Diazepam—5 to 10 mg IV over 2 to 3 minutes (adult).

0.25 to 0.4 mg/kg IV over 2 to 3 minutes (child).


Phenytoin—10 to 15 mg/kg IV at 30 to 50 mg/min (adult& child).


Phenobarbitone—12 to 15 mg/kg IV in 60 ml of normalsaline at 25 to 50 mg/min (adult & child).

·      For shock:

Dopamine—4 to 6 mcg/kg/min IV.

IV fluids—4 to 6 litres over 6 hours.

·      For metabolic acidosis:

Sodium bicarbonate—50 mEq/15 min.

·      For pulmonary oedema: Furosemide—20 to 40 mg IV.

·      For local irritation of GI tract: Ranitidine—50 mg IV, 8th hourly.

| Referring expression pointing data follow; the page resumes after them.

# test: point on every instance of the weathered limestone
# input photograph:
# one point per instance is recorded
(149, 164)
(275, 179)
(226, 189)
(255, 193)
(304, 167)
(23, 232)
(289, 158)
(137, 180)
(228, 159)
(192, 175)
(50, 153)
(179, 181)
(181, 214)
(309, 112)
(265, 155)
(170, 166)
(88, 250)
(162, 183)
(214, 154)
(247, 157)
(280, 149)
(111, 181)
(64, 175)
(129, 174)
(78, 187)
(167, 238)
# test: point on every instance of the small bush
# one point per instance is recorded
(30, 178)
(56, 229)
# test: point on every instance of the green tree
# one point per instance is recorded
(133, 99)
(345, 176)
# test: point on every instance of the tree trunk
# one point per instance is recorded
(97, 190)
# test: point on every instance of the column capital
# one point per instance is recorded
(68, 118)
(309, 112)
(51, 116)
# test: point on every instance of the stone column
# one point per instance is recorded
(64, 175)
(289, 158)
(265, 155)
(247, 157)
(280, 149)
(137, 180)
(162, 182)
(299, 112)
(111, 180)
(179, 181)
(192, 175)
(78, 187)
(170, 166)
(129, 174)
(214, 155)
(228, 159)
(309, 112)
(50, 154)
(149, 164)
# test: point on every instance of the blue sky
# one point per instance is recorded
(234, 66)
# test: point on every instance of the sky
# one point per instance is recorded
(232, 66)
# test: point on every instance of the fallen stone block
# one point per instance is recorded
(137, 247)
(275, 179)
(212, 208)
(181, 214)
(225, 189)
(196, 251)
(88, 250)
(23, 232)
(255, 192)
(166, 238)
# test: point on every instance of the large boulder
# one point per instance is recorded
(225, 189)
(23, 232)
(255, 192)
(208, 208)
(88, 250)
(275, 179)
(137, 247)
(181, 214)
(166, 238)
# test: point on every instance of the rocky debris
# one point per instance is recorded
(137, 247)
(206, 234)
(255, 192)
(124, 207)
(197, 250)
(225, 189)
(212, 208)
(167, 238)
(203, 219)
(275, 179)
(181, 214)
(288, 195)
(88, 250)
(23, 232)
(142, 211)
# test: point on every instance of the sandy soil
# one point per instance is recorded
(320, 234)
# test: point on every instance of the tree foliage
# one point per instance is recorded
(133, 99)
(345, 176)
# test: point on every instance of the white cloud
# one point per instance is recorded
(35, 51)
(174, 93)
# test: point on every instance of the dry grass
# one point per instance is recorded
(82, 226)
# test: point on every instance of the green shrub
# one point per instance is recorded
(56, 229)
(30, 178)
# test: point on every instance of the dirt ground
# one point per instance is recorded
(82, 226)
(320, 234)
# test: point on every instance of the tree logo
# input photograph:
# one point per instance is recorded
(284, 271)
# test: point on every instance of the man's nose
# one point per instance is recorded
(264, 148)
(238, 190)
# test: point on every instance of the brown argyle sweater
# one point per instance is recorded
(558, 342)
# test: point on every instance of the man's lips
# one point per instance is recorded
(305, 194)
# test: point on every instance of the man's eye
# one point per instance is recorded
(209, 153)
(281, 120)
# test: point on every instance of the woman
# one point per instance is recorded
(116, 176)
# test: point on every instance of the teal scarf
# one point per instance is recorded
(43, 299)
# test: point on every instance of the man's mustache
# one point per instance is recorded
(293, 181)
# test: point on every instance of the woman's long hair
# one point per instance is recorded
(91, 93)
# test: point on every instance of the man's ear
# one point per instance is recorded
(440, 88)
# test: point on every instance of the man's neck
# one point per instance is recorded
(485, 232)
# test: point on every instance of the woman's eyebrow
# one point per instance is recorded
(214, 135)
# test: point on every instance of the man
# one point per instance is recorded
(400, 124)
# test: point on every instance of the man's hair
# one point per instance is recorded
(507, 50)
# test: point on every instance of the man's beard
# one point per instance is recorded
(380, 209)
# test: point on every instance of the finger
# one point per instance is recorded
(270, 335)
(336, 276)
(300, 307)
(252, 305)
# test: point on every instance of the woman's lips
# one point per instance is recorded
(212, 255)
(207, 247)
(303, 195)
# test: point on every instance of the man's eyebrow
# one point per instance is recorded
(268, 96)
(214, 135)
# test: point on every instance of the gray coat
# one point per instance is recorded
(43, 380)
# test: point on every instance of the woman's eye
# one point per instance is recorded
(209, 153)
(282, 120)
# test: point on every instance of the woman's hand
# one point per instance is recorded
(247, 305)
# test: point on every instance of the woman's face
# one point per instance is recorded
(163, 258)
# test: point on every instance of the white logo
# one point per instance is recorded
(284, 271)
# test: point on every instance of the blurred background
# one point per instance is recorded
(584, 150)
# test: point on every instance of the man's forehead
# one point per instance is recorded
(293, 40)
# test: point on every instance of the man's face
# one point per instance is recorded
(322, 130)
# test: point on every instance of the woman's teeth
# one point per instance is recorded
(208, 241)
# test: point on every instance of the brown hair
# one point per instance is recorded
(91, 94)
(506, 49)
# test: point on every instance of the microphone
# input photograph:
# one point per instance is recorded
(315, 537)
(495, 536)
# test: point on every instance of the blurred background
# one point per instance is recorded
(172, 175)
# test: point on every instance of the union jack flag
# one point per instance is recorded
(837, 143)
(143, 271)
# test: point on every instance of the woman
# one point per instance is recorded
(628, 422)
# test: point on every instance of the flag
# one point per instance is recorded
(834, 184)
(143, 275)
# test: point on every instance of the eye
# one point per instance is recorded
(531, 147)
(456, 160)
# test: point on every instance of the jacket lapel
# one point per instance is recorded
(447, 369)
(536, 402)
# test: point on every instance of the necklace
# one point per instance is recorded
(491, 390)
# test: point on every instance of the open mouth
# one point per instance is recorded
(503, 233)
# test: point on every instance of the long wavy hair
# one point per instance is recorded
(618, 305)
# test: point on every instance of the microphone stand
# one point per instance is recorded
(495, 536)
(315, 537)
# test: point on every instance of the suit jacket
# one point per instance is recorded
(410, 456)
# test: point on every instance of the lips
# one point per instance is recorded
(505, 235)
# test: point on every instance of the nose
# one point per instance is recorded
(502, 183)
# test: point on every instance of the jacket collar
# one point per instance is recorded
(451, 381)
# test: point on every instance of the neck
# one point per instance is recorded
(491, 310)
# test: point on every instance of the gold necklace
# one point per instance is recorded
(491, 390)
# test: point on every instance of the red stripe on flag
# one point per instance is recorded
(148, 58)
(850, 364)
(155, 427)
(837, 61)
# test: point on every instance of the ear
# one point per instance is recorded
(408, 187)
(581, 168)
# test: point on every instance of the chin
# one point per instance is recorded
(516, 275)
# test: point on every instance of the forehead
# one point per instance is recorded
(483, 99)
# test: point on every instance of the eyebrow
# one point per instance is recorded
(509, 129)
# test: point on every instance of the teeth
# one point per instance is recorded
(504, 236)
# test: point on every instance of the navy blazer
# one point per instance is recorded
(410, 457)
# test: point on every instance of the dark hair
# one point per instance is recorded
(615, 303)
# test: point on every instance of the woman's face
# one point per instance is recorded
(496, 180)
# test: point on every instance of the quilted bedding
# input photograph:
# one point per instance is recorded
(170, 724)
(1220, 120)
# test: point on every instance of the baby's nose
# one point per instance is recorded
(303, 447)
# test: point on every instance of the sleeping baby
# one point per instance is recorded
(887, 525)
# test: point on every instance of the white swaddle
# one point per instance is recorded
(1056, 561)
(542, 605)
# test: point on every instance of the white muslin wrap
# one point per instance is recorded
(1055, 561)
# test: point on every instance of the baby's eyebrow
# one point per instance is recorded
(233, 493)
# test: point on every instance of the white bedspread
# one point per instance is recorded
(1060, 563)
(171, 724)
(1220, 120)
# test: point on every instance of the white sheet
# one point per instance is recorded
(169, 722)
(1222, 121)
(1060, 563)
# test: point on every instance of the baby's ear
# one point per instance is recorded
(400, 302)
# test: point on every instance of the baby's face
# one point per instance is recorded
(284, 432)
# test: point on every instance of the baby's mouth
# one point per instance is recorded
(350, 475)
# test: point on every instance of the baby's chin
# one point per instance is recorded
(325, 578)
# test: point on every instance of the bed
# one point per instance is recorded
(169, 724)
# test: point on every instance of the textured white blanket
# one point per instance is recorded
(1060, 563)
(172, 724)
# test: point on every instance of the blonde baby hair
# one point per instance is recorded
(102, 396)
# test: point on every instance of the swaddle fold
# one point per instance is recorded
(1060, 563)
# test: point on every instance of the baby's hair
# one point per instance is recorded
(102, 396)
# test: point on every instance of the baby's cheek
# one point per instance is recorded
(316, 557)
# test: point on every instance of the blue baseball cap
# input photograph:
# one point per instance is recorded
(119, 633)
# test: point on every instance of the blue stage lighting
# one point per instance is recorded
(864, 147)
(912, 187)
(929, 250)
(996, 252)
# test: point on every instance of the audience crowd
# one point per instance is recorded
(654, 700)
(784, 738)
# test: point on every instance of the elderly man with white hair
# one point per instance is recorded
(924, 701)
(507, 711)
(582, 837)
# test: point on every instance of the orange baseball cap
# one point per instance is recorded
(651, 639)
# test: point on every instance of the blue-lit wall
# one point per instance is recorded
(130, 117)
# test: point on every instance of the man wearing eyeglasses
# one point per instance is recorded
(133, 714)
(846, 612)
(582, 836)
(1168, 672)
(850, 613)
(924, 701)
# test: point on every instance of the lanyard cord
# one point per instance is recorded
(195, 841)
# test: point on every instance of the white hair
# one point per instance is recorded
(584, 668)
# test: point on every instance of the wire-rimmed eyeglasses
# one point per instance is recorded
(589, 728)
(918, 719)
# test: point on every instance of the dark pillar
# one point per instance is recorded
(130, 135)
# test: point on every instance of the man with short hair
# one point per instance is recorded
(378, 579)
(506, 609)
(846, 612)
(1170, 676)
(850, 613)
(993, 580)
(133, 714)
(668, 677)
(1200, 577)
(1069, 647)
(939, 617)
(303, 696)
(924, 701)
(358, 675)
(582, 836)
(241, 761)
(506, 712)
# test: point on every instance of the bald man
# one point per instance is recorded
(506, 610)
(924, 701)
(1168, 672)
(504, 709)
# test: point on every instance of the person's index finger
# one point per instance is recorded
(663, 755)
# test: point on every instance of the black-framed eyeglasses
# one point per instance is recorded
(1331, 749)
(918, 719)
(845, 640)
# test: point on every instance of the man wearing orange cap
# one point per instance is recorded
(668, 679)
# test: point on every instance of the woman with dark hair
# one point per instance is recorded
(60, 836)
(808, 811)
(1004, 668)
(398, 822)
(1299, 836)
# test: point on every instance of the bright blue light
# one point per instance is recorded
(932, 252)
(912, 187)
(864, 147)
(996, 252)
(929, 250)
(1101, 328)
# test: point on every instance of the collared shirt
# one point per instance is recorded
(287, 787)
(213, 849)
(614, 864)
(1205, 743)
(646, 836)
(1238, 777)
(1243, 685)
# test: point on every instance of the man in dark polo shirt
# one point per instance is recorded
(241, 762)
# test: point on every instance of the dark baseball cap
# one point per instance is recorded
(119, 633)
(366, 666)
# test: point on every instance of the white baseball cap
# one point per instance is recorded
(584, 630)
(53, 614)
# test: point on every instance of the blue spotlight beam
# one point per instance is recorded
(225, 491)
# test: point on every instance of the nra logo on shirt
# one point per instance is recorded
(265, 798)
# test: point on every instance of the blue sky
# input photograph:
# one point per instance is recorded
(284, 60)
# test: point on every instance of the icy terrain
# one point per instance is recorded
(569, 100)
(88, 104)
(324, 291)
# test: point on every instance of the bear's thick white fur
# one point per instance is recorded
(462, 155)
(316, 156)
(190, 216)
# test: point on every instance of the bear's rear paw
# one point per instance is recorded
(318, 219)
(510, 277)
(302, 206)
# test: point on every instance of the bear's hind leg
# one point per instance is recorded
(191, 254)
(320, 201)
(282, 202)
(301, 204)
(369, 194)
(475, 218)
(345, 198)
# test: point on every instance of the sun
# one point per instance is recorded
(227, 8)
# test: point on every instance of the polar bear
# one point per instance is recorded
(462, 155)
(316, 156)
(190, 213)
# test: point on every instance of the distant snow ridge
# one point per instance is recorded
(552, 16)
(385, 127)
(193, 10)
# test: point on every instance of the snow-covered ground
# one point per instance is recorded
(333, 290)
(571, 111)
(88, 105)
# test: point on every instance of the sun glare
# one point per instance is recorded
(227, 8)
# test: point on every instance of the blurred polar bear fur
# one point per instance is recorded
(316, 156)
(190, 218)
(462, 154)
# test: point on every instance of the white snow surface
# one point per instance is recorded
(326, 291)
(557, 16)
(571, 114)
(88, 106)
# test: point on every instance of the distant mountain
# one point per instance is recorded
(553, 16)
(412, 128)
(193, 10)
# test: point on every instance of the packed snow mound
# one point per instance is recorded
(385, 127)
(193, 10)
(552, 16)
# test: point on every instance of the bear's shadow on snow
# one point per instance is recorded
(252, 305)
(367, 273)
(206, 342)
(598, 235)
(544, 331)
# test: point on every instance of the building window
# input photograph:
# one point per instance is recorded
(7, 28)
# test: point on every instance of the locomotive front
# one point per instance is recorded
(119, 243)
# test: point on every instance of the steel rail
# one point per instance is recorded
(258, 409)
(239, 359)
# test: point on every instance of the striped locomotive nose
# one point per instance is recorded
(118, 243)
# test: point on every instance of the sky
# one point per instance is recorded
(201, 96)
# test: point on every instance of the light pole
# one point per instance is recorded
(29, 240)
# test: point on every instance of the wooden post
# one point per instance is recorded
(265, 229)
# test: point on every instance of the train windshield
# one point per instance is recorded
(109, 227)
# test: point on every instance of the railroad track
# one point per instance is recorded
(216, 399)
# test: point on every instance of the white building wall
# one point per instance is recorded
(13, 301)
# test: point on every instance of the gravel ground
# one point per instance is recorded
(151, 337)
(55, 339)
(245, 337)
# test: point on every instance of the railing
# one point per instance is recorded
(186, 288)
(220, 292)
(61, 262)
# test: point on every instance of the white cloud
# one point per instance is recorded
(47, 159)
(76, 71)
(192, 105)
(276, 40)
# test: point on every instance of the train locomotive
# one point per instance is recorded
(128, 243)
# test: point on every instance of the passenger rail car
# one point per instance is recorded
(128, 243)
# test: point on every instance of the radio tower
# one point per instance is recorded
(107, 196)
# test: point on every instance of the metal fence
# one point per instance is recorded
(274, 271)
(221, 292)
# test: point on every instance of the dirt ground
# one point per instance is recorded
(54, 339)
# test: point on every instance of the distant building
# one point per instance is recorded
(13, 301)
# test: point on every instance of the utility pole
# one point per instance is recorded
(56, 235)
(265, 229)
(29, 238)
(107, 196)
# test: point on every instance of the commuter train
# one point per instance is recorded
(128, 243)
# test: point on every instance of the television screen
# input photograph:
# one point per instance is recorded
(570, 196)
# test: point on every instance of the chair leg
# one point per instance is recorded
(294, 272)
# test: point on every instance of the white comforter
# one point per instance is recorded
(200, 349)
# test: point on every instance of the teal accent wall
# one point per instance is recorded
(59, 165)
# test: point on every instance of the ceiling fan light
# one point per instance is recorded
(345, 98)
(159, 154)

·      For respiratory failure: Ventilatory support.

Autopsy Features

·      Garlicky or decayed fish odour.

·      Pulmonary oedema.

·      Centrilobular necrosis of liver.

·      Focal myocardial necrosis.

Forensic Issues

·              Many cases of poisoning result from occupational exposure in agriculture, or domestic exposure from rat pastes or powders.

·              But today it is suicidal ingestion of aluminium phosphide which has assumed alarming proportions, especially in the central and northern states of India.